On September 13, 1848, Phineas Gage, a 25-year-old foreman on a Vermont railroad construction crew, was using dynamite to blast away rock and dirt. Suddenly, an unplanned explosion almost took Gage's head off, sending a 3 1/2-foot-long, 13-pound metal rod under his left cheekbone and out through the top of his skull.
Much of the brain tissue in Gage's frontal lobe was torn away, along with flesh, pieces of his skull, and other bone fragments. This should have been the end of Phineas Gage, but it wasn't. He regain consciousness within a few minutes and was loaded onto a cart and wheeled to his hotel nearly a mile away. He got out of the cart with a little help, walked up the stairs, entered his room, and walked to his bed. He was still conscious when the doctor arrived nearly 2 hours later.

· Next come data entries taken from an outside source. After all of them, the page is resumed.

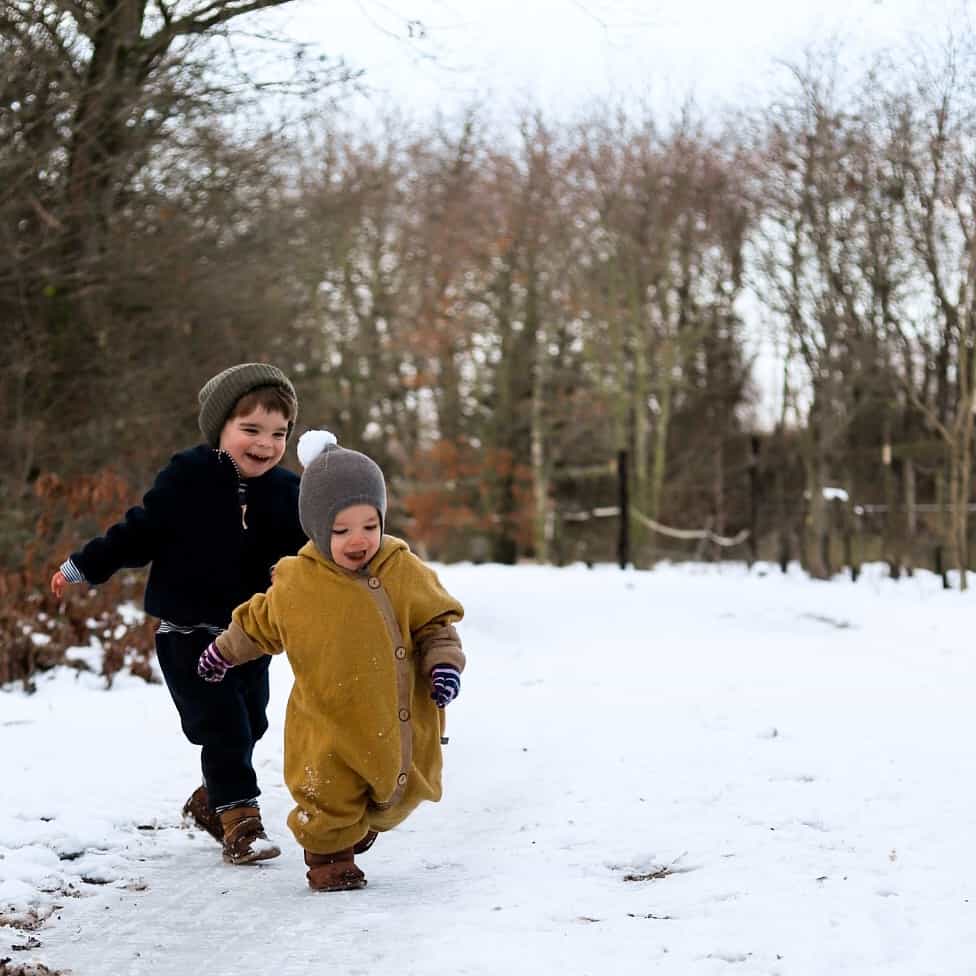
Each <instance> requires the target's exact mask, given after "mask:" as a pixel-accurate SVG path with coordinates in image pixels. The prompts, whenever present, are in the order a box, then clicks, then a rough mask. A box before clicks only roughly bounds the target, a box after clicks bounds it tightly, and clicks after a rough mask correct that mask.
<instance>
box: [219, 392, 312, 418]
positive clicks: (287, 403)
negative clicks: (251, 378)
mask: <svg viewBox="0 0 976 976" xmlns="http://www.w3.org/2000/svg"><path fill="white" fill-rule="evenodd" d="M258 407H262V408H263V409H264V410H267V411H268V413H275V412H277V413H280V414H281V415H282V416H283V417H284V418H285V420H294V419H295V414H296V412H297V411H298V401H297V400H296V399H295V398H294V397H293V396H292V395H291V394H290V393H289V392H288V391H287V390H285V389H282V388H281V387H280V386H259V387H258V388H257V389H256V390H251V392H250V393H245V394H244V396H242V397H241V398H240V400H238V401H237V403H235V404H234V406H233V407H231V410H230V413H229V414H227V420H233V419H234V417H243V416H244V415H245V414H249V413H250V412H251V411H252V410H256V409H257V408H258ZM226 422H227V421H224V423H226Z"/></svg>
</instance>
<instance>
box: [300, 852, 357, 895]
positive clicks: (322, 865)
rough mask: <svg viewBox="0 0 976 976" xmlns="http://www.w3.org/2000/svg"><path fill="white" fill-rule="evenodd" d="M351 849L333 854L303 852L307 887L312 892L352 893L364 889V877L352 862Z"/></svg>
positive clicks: (353, 863)
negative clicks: (305, 867) (322, 891)
mask: <svg viewBox="0 0 976 976" xmlns="http://www.w3.org/2000/svg"><path fill="white" fill-rule="evenodd" d="M352 851H353V849H352V848H351V847H347V848H346V849H345V850H344V851H336V852H335V854H313V853H312V852H311V851H306V852H305V863H306V864H307V865H308V869H309V870H308V874H307V875H306V877H307V878H308V886H309V888H311V889H312V890H313V891H353V890H354V889H356V888H365V887H366V876H365V875H364V874H363V872H362V871H360V870H359V868H357V867H356V864H355V862H354V861H353V853H352Z"/></svg>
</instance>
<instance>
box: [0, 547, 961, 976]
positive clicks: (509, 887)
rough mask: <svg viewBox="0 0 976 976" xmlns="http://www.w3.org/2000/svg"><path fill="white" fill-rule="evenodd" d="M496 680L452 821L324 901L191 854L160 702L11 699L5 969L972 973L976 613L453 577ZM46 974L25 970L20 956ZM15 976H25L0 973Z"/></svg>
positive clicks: (267, 763)
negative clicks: (974, 716)
mask: <svg viewBox="0 0 976 976" xmlns="http://www.w3.org/2000/svg"><path fill="white" fill-rule="evenodd" d="M441 576H442V578H443V580H444V582H445V583H446V585H447V586H448V587H449V589H451V590H452V591H453V592H455V593H456V594H457V595H458V596H459V598H461V599H462V601H463V602H464V603H465V605H466V608H467V617H466V619H465V621H464V622H463V624H462V625H461V630H462V636H463V638H464V641H465V647H466V650H467V652H468V655H469V666H468V670H467V671H466V673H465V675H464V678H463V682H462V689H461V697H460V698H459V699H458V701H457V702H456V703H455V704H454V705H452V706H451V707H450V711H449V732H450V735H451V743H450V745H449V746H448V747H447V755H446V763H447V767H446V775H445V798H444V801H443V802H442V803H440V804H438V805H430V804H428V805H427V806H425V807H423V808H421V810H420V811H418V812H417V813H416V814H415V815H414V816H413V817H411V818H410V819H409V820H408V821H407V822H406V824H404V826H403V827H401V828H400V829H398V830H396V831H394V832H392V833H390V834H387V835H385V836H382V837H381V838H380V839H379V841H378V842H377V844H376V846H375V847H374V848H373V849H372V850H371V851H370V852H369V853H368V854H366V855H364V856H363V857H362V858H361V859H360V861H361V864H362V866H363V868H364V869H365V871H366V873H367V876H368V877H369V886H368V887H367V888H366V889H365V890H363V891H357V892H344V893H340V894H325V893H313V892H311V891H309V890H308V889H307V888H306V886H305V880H304V868H303V866H302V864H301V857H300V853H299V851H298V849H297V847H296V845H295V844H294V841H293V840H292V838H291V836H290V835H289V834H288V832H287V828H286V827H285V824H284V820H285V816H286V814H287V812H288V809H289V799H288V796H287V793H286V791H285V789H284V787H283V785H282V776H281V752H280V750H281V723H282V718H283V713H284V702H285V699H286V697H287V692H288V687H289V683H290V682H289V674H288V670H287V663H286V662H285V661H284V660H283V659H279V660H276V661H275V662H274V663H273V665H272V685H273V702H272V728H271V731H270V732H269V734H268V735H267V736H266V738H265V739H264V741H263V742H262V744H261V746H260V747H259V750H258V753H257V756H256V761H257V764H258V767H259V772H260V778H261V781H262V784H263V786H264V790H265V795H264V797H263V808H264V813H265V821H266V824H267V826H268V827H269V830H270V832H271V833H272V835H273V836H274V837H275V838H276V839H278V840H279V841H281V842H282V847H283V848H284V849H285V852H284V854H283V856H282V857H281V858H279V859H277V860H275V861H271V862H267V863H265V864H262V865H257V866H255V865H252V866H249V867H232V866H229V865H225V864H223V863H222V862H221V859H220V856H219V848H218V847H217V845H216V844H215V843H214V842H213V841H212V840H211V839H209V838H208V837H207V836H206V835H203V834H201V833H199V832H194V831H191V830H188V829H186V828H185V827H181V825H180V821H179V810H180V807H181V805H182V803H183V801H184V800H185V798H186V796H187V795H188V794H189V792H190V791H191V789H192V788H193V787H194V786H195V785H196V783H197V772H196V770H197V766H196V753H195V750H194V749H193V748H192V747H191V746H189V745H188V744H187V743H186V742H185V741H184V740H183V738H182V736H181V735H180V732H179V727H178V722H177V717H176V712H175V710H174V709H173V707H172V706H171V704H170V702H169V700H168V697H167V694H166V691H165V689H164V688H163V687H162V686H149V685H146V684H144V683H142V682H141V681H139V680H137V679H127V680H117V681H116V686H115V688H114V689H113V690H112V691H111V692H106V691H104V690H102V688H101V684H100V682H99V681H98V680H97V679H95V678H94V677H92V676H85V675H81V676H76V675H75V674H74V673H69V672H68V671H67V670H63V671H59V672H58V673H54V674H51V675H49V676H47V677H46V678H44V679H42V680H41V681H40V682H39V689H38V691H37V693H36V694H35V695H33V696H27V695H25V694H24V693H23V692H21V691H19V690H16V689H7V690H5V691H3V692H0V795H2V797H3V800H2V802H0V912H2V913H4V915H5V916H6V917H7V918H8V919H10V918H12V917H15V916H20V918H21V919H22V920H23V919H24V918H27V917H31V916H34V917H42V918H43V917H45V916H47V915H48V914H50V917H49V918H48V919H47V922H46V923H45V924H43V925H41V926H40V927H38V928H36V929H35V930H33V931H29V930H23V929H15V928H11V927H6V928H2V927H0V959H2V958H3V957H8V956H9V957H10V958H11V959H12V960H13V962H14V963H26V962H28V961H36V962H42V963H45V964H47V965H48V966H51V967H52V968H56V969H62V970H70V971H71V972H72V973H73V974H75V976H101V974H105V976H109V974H111V976H116V974H127V976H142V974H147V976H148V974H152V976H171V974H172V976H176V974H180V976H182V974H184V973H186V972H208V973H211V974H215V976H225V974H227V976H229V974H241V973H269V972H273V973H275V976H291V974H301V976H306V974H307V973H309V972H312V971H314V972H319V971H321V972H332V973H336V974H350V976H351V974H359V973H362V974H367V973H368V974H370V976H384V974H397V976H412V974H416V976H440V974H452V976H456V974H479V976H480V974H485V976H488V974H492V976H495V974H498V973H518V974H521V973H526V974H529V973H531V974H533V976H538V974H548V973H553V974H555V973H558V974H565V976H584V974H592V976H602V974H646V973H647V972H648V971H652V972H655V973H661V974H675V976H689V974H692V976H699V974H701V976H711V974H716V976H752V974H768V976H773V974H781V976H808V974H829V976H871V974H875V973H878V974H880V973H883V974H885V976H926V974H933V976H971V974H972V973H974V972H976V917H974V914H976V882H974V878H976V854H974V850H976V841H974V837H976V788H974V783H976V758H974V737H973V725H972V715H973V702H974V701H976V667H974V654H973V650H972V646H971V645H972V636H971V635H972V631H973V626H972V622H973V619H974V614H973V610H974V601H976V597H974V596H973V595H972V592H973V591H970V593H969V594H960V593H958V592H944V591H942V590H941V589H940V587H939V582H938V580H937V579H935V578H934V577H932V576H931V575H928V574H919V575H917V576H916V577H915V578H914V579H910V580H902V581H900V582H897V583H895V582H892V581H890V580H886V579H884V578H883V574H882V571H881V569H880V568H879V567H872V568H871V570H870V572H869V573H868V574H867V575H866V578H862V580H861V581H859V582H858V583H856V584H851V583H849V582H847V581H843V580H836V581H833V582H830V583H818V582H814V581H810V580H808V579H806V578H805V577H803V576H802V575H801V574H800V573H798V572H792V573H790V574H789V575H786V576H783V575H781V574H779V572H778V571H773V570H771V569H770V568H769V567H754V568H753V569H752V570H751V571H747V570H746V569H745V568H744V567H742V566H737V565H724V566H720V567H718V566H701V565H692V566H682V567H669V566H664V567H659V568H658V569H656V570H654V571H653V572H632V571H628V572H621V571H619V570H617V569H613V568H610V567H600V568H597V569H594V570H587V569H585V568H583V567H571V568H567V569H552V568H542V567H528V566H526V567H516V568H508V567H500V566H481V567H476V566H449V567H442V568H441ZM25 946H26V947H27V948H24V947H25ZM0 970H2V965H0Z"/></svg>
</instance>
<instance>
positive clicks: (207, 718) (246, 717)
mask: <svg viewBox="0 0 976 976" xmlns="http://www.w3.org/2000/svg"><path fill="white" fill-rule="evenodd" d="M212 640H213V636H212V635H210V634H208V633H207V632H206V631H194V632H193V633H192V634H178V633H168V634H157V635H156V656H157V658H158V659H159V666H160V668H161V669H162V672H163V677H164V678H165V679H166V686H167V687H168V688H169V693H170V695H172V696H173V702H174V703H175V704H176V708H177V711H179V713H180V722H181V724H182V726H183V733H184V735H185V736H186V737H187V738H188V739H189V740H190V741H191V742H192V743H194V744H195V745H198V746H202V747H203V749H202V750H201V755H200V764H201V766H202V768H203V782H204V784H205V785H206V787H207V793H208V794H209V797H210V805H211V807H214V808H215V807H220V806H225V805H227V804H230V803H235V802H238V801H241V800H250V799H252V798H253V797H256V796H258V795H259V794H260V792H261V791H260V790H259V789H258V781H257V776H256V775H255V773H254V766H253V765H252V764H251V754H252V753H253V752H254V743H255V742H257V741H258V739H260V738H261V736H262V735H264V733H265V732H266V731H267V729H268V717H267V714H266V713H267V707H268V695H269V688H268V666H269V664H270V663H271V658H270V657H268V656H267V655H265V656H263V657H260V658H258V660H256V661H251V662H249V663H248V664H242V665H241V666H240V667H236V668H231V669H230V671H228V672H227V674H226V675H225V677H224V680H223V681H221V682H219V683H215V684H211V683H210V682H207V681H204V680H203V678H201V677H199V676H198V675H197V659H198V658H199V657H200V652H201V651H202V650H203V649H204V648H205V647H206V646H207V644H209V643H210V641H212Z"/></svg>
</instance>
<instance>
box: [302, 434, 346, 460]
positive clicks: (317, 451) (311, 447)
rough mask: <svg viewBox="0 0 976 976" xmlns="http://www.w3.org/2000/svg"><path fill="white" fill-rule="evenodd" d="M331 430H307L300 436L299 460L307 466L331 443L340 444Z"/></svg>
mask: <svg viewBox="0 0 976 976" xmlns="http://www.w3.org/2000/svg"><path fill="white" fill-rule="evenodd" d="M338 443H339V442H338V441H337V440H336V436H335V434H333V433H332V431H330V430H306V431H305V433H304V434H302V436H301V437H299V438H298V460H299V461H301V463H302V467H303V468H307V467H308V466H309V465H310V464H311V463H312V462H313V461H314V460H315V459H316V458H317V457H318V456H319V455H320V454H321V453H322V452H323V451H324V450H325V449H326V448H327V447H328V446H329V445H330V444H338Z"/></svg>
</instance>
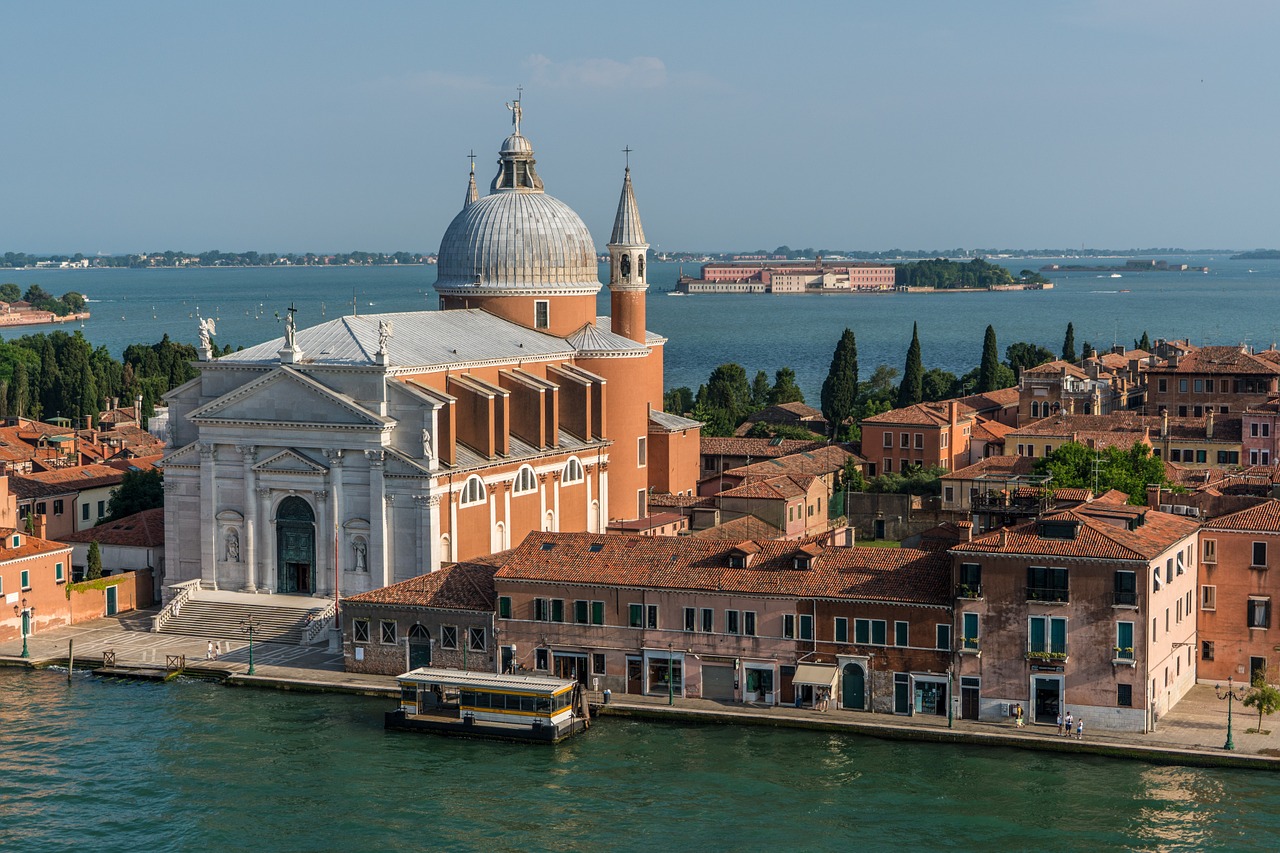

Although Gage recovered in about 5 weeks, he was not the same man. Before the accident, he was described as a hard worker who was polite, dependable, and well liked. But the new Phineas Gage, without part of his frontal lobe, was loud-mouthed and profane, rude and impulsive and contemptuous of others. He no longer planned realistically for the future and was no longer motivated and industrious, as he once had been. As result, Gage lost his job as foreman and end up joining P.T. Barnum circus as a sideshow exhibit at carnivals and country fairs. (Adapted from Harlow, 1848.)